Assembly Line of Enzymes
If we think about traditional industrial chemistry, it’s generally a collection of companies that form a supply chain where each company is specializes at doing specific reactions. For instance, ExxonMobil could extract and refine crude oil and pipe some naphtha distillate over to INEOS who turns that distillate into molten phenol and loads it onto a railcar. Westlake Epoxy might take those railcars of molten phenol and react it with acetone to make bisphenol A and then do a reaction with epichlorohydrin (purchased from Olin) to convert into an epoxy resin they can sell via bulk tank truck. PPG might buy that base epoxy resin and formulate it into an anti-corrosion coating used on the Verrazano Bridge in order to protect the steel from corrosion (not sure why anyone wants to intentionally go to Staten Island though).
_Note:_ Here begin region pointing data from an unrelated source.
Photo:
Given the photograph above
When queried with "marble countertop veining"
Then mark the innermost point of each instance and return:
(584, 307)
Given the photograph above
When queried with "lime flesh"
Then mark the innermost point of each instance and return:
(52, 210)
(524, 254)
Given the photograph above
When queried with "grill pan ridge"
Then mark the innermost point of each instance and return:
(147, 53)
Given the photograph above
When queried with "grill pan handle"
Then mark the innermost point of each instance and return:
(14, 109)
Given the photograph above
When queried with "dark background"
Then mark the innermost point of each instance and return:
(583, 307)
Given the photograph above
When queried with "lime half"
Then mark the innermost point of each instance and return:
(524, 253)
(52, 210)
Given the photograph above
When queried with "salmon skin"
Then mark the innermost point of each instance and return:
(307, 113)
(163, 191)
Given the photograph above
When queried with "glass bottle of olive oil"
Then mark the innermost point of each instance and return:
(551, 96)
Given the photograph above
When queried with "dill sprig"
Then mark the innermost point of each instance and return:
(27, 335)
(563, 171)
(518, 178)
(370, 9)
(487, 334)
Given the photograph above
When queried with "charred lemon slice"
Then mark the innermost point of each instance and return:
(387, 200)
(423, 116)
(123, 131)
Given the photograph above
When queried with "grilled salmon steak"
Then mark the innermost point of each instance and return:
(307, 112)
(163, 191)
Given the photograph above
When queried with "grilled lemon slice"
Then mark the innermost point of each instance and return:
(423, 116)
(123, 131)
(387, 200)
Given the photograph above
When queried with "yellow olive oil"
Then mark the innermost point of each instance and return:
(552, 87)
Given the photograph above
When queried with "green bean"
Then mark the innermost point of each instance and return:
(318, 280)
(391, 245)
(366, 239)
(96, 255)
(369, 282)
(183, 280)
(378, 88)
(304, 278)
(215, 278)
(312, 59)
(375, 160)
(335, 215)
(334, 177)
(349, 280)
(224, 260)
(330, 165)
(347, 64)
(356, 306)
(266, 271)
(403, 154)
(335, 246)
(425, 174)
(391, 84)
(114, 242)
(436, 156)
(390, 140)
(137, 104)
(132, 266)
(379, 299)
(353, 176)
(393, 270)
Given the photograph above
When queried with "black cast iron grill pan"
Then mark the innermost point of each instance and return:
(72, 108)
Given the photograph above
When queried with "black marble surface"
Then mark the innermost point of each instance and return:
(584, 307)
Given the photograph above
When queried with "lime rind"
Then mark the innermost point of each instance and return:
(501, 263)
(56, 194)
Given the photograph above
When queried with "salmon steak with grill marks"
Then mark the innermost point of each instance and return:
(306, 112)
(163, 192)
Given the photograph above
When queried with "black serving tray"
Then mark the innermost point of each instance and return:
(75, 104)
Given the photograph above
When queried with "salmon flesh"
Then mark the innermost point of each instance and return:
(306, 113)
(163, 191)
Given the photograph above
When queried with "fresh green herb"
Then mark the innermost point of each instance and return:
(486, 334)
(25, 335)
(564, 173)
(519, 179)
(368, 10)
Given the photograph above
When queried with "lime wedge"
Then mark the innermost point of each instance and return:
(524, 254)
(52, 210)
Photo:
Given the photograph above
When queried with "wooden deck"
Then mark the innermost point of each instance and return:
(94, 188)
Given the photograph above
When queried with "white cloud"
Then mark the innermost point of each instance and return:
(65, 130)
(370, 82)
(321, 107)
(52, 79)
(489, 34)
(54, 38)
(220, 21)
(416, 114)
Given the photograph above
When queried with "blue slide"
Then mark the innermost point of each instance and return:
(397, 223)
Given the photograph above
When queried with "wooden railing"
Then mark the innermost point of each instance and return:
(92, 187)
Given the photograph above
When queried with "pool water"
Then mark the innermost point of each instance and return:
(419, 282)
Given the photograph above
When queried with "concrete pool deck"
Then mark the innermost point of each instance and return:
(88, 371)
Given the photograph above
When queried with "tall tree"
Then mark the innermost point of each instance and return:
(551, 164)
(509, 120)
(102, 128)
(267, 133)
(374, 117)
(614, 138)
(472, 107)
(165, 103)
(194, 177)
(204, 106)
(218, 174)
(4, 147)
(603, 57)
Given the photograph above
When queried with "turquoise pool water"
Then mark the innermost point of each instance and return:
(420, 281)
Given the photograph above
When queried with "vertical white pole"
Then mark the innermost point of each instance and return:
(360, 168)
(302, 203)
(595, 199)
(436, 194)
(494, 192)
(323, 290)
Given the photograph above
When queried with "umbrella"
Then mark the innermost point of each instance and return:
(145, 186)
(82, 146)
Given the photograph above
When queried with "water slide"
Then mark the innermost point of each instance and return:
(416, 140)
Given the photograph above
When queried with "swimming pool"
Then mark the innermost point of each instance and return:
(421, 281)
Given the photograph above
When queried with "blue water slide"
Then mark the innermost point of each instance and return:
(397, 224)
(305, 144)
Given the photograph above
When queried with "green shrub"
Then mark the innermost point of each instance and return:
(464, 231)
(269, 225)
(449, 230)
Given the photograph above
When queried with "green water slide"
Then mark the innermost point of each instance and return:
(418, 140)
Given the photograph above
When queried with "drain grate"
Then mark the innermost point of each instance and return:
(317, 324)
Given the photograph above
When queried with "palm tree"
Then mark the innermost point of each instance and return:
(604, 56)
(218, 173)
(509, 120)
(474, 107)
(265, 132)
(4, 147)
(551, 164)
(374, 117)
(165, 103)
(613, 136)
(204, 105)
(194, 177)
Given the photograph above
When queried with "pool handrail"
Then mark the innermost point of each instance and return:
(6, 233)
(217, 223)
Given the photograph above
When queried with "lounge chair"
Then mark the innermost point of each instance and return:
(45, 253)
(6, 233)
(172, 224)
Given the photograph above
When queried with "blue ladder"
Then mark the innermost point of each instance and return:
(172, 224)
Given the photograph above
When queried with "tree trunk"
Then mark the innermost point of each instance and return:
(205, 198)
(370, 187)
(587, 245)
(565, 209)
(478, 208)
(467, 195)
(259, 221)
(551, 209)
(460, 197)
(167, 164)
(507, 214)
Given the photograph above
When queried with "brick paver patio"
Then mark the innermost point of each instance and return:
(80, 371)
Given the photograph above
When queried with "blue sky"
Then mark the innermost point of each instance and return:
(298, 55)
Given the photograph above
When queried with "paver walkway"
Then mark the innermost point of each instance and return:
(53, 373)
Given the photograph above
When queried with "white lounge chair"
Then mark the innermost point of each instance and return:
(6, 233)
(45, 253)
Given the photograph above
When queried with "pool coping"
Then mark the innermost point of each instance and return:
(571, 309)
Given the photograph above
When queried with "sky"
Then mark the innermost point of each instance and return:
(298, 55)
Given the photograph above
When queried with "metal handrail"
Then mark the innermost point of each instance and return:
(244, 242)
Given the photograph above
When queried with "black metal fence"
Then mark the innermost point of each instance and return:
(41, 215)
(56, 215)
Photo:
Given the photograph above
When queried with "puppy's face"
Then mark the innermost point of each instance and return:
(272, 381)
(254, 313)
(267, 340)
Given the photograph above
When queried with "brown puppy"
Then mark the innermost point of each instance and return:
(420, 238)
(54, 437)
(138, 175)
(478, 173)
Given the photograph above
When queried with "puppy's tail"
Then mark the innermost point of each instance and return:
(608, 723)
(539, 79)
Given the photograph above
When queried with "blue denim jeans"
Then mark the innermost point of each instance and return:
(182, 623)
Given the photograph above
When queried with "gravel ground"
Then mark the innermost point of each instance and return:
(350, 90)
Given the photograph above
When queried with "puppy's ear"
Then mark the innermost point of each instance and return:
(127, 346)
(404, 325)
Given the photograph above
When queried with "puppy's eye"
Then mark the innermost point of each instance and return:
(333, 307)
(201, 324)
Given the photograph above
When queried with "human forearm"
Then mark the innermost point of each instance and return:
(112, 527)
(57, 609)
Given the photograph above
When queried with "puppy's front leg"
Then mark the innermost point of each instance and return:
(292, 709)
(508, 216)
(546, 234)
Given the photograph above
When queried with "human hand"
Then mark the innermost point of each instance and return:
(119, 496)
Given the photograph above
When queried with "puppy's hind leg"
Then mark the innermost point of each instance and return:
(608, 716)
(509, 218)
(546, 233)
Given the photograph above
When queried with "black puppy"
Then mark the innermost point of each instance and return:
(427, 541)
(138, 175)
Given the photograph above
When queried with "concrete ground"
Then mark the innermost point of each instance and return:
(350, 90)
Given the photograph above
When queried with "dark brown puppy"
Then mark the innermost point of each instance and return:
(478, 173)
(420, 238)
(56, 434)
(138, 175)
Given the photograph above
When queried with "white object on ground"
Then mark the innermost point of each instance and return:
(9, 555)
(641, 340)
I just described the supply chain for anti-corrosion coatings, and it can span across the entirety of North America and at least 4 different companies.
The crux of Cascade’s technology is better enzyme immobilization that allows them to put a tiny perfectly folded protein that facilitates room temperature chemical reactions (that’s an enzyme) onto a mechanical support. Cascade views their technology, which is rooted in polymer science, as a “body armor” because it protects the enzyme from losing its shape (folding) and maintains the ability to facilitate chemicals reactions (activity) to the substrates they want to transform.